There is mythic truth in both Camus and de Chardin, but—in the grey—we can imagine life beyond the social singularity and get back to work.
Imaginal Cities
In a precursor to the Codex, I played the role of a minor prophet:
[I]n the social singularity we will coalesce, reconstituting ourselves like some advanced coral reef teeming in an ocean of space dust. We will expand outward into the cosmos until we discover the whole universe was within each of us all along, and we were never alone.
Following Stuart Kaufmann, we can agree that “We live in a world whose unfolding we cannot predict.” Cities beyond the social singularity are our way of describing future evolving concrescences, each perhaps relatively more genial than the one before, but none so perfect as Heaven on earth.
Imaginal cities symbolize a more perfect union in multiplicity, which means still imperfect, but continually improving. Cities of striving. Cities of becoming. Cities of novelty built on timeless wisdom. Symbolically, we can imagine the accretion of something more beautiful, more diverse, and more connected within the constraints of Organic Unity.
We can even imagine someone building a structure brick by brick or a community, neighbor by neighbor.
In an Imaginal City, the whole metropolis might be more splendid due to a modest contribution that forms a greater whole long after death. Yet we will joyfully serve posterity by leaving our children with something better, so long as they take the flame and do the same for their children.
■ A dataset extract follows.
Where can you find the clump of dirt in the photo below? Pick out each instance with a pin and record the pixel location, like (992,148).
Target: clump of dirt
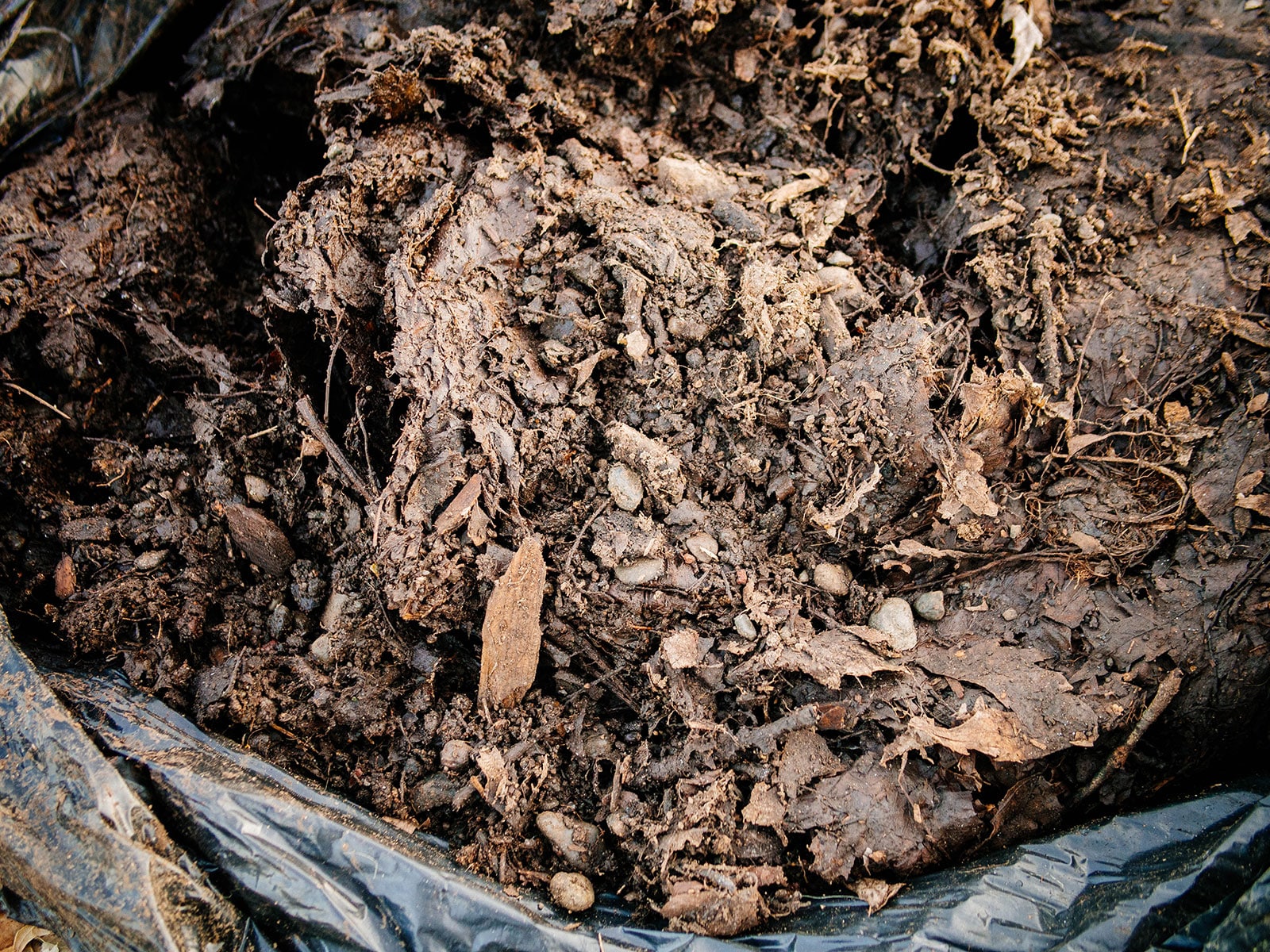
(753,329)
We can know we will have contributed to something more magnificent than any of us could have undertaken alone.
The Process is the Primitive
Being exerts. Time unfolds. Possibilities narrow. The present becomes, becomes, becomes. Every second is sacred. Human agents participate in the cosmic unfolding by sorting some of the possibilities that pass through the hourglass. Every choice nudges the universe’s trajectory. Every act of understanding, compassion, creation, or repair is a momentary alignment with the evolutionary ascent toward greater complexity, interiority, connection, and coherence.
To act then is to collaborate with the deep currents of cosmogenesis, noogenesis, and the patient convergence of Imaginal Cities. To undertake tikkun is to join in the harmonization of differences. To accept the Sisyphean nature of existence is to perform our role in the unfolding with awareness and joy. To exert ourselves consciously is to participate in evolution’s ascending arc.
The meaning of our existence is found not in completion but in contribution. The universe is never a perfect unity awaiting restoration. It is more like an unfinished symphony waiting for our successive movements. As such, we serve as vectors through which the All articulates itself on ever-shifting horizons.
In existence, we belong to the cosmos.
In action, we collaborate in its becoming.
In exertion, we help to realize something greater than we can ever understand.